Cependant, malgré un désespoir généralisé, les appels à la résistance anti-coup d’État sont rapidement devenus viraux sur les réseaux sociaux, contournant de multiples blocages Internet. Un mouvement de désobéissance civile, exhortant les fonctionnaires à cesser de travailler, a attiré des centaines de milliers de followers sur sa page Facebook. D’autres militants de premier plan se sont tournés vers Facebook pour appeler à des manifestations de rue pacifiques à travers le pays. Des millions d’internautes ont également encouragé leurs contacts à tenir compte des conseils des dirigeants de la société civile sur la résistance non-violente et à partager des conseils de sécurité et de communication.

Fait remarquable, ce n’est pas la première fois qu’ils agissent collectivement pour s’opposer aux dirigeants militaires. La lutte résiliente contre les dictateurs répressifs a été une caractéristique de la société birmane. Au cours des près de 50 ans de régime militaire entre 1962 et 2010, des mouvements de protestation et des soulèvements populaires contre le régime ont éclaté chaque décennie dans les zones urbaines du pays. Malgré de violentes répressions, des milliers de militants de la base et leurs partisans ont organisé des manifestations étudiantes historiques, des manifestations syndicales et des boycotts dirigés par des moines qui se sont cohérents sous un mouvement national en faveur de la démocratie. Les générations d’activistes plus âgées continueraient à inspirer et à transmettre des leçons sur les stratégies non violentes aux nouveaux dirigeants du mouvement, qui ont ensuite poursuivi le mouvement tout au long des années de répression.

Cette fois, ce n’est pas différent. Ce que nous avons récemment vu et que nous pourrions continuer de voir, ce sont des innovations dans les tactiques de résistance non violente. Alors que les groupes de la société civile au Myanmar se sont considérablement développés et intégrés dans les réseaux d’activisme mondiaux au cours de la dernière décennie, ils sont bien équipés avec diverses leçons tirées du pays et de l’étranger afin de lancer des mobilisations à grande échelle et résilientes à l’ère numérique. Alors que le Tatmadaw pourrait restreindre davantage les lieux de mobilisation de masse, comme l’histoire l’a montré, les campagnes pro-démocratie du Myanmar sont susceptibles d’évoluer même sous une répression sévère.

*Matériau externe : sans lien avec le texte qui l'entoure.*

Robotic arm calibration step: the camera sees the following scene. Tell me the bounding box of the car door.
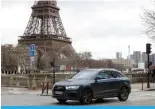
[94,71,109,97]
[110,71,122,95]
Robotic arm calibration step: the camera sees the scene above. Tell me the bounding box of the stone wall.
[1,73,151,89]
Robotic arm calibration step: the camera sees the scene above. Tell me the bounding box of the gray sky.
[0,0,154,58]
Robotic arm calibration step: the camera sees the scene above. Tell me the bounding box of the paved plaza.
[2,84,155,106]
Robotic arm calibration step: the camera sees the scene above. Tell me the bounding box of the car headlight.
[66,86,79,90]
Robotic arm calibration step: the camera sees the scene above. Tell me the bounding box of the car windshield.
[72,70,97,79]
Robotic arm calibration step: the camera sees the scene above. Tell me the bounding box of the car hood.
[55,79,94,86]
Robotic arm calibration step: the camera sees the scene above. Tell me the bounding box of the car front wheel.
[80,89,93,104]
[118,87,129,101]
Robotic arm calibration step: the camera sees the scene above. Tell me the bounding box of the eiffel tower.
[18,0,76,69]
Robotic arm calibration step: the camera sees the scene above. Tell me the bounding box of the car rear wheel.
[80,89,93,104]
[118,87,129,101]
[57,99,67,103]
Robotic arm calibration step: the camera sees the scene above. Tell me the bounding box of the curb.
[40,94,52,96]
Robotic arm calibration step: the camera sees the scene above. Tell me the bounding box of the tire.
[118,87,129,101]
[80,89,93,104]
[57,99,67,103]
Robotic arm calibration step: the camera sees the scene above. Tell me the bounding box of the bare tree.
[142,3,155,41]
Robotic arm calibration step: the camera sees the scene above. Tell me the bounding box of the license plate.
[55,91,63,95]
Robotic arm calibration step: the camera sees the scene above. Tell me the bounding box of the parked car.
[52,69,131,104]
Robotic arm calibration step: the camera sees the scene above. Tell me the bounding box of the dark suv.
[52,69,131,104]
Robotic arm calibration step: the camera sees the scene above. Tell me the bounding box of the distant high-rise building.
[130,55,134,59]
[116,52,122,59]
[133,51,141,67]
[142,52,147,62]
[150,53,155,64]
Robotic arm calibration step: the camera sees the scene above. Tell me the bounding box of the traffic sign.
[30,44,35,51]
[30,51,35,57]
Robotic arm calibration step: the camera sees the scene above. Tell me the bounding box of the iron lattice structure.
[18,0,77,68]
[22,1,70,40]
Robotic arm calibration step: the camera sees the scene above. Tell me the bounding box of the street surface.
[2,84,155,106]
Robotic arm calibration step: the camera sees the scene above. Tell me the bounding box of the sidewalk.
[1,83,155,96]
[131,83,155,91]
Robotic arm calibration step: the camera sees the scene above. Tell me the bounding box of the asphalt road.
[1,88,155,106]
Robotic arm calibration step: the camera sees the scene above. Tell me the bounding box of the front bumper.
[52,86,80,100]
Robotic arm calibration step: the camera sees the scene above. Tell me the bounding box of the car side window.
[111,71,122,78]
[96,71,110,79]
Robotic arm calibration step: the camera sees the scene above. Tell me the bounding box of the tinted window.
[97,71,111,79]
[72,70,97,79]
[111,71,123,78]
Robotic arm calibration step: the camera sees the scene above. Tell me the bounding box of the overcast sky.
[0,0,154,58]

Pour lutter pour les droits politiques des peuples du Myanmar, il est essentiel que la communauté internationale accorde la priorité à un soutien direct aux efforts de résistance contre le coup d’État, au lieu de se concentrer sur les sanctions économiques. Diverses formes de soutien étranger à l’activisme national ont contribué à la croissance du mouvement pro-démocratie d’avant 2010. Des stations de radio telles que la BBC, Voice of America et Radio Free Asia ont même joué un rôle essentiel en aidant les militants birmans à diffuser leurs campagnes, transformant ainsi les spectateurs en participants informés.

L’utilisation de sanctions n’a pas propulsé et ne propulsera probablement pas les dictateurs militaires du Myanmar vers la démocratie. Ce sont plutôt les gens ordinaires qui sont victimes de leur impact économique. Les voisins du Myanmar en Asie continueront certainement de donner la priorité à l’engagement économique, quelle que soit la situation politique intérieure du Myanmar. L’Occident ne parviendra probablement pas à inverser les tendances politiques actuelles par des sanctions et ne fera que diminuer son importance et créer un vide à combler par les partenaires économiques volontaires du Myanmar. Tirant les leçons de ce qui a fonctionné et de ce qui n’a pas fonctionné dans le passé, la communauté internationale aura une meilleure chance d’aider les résidents du Myanmar à recouvrer leurs droits et libertés.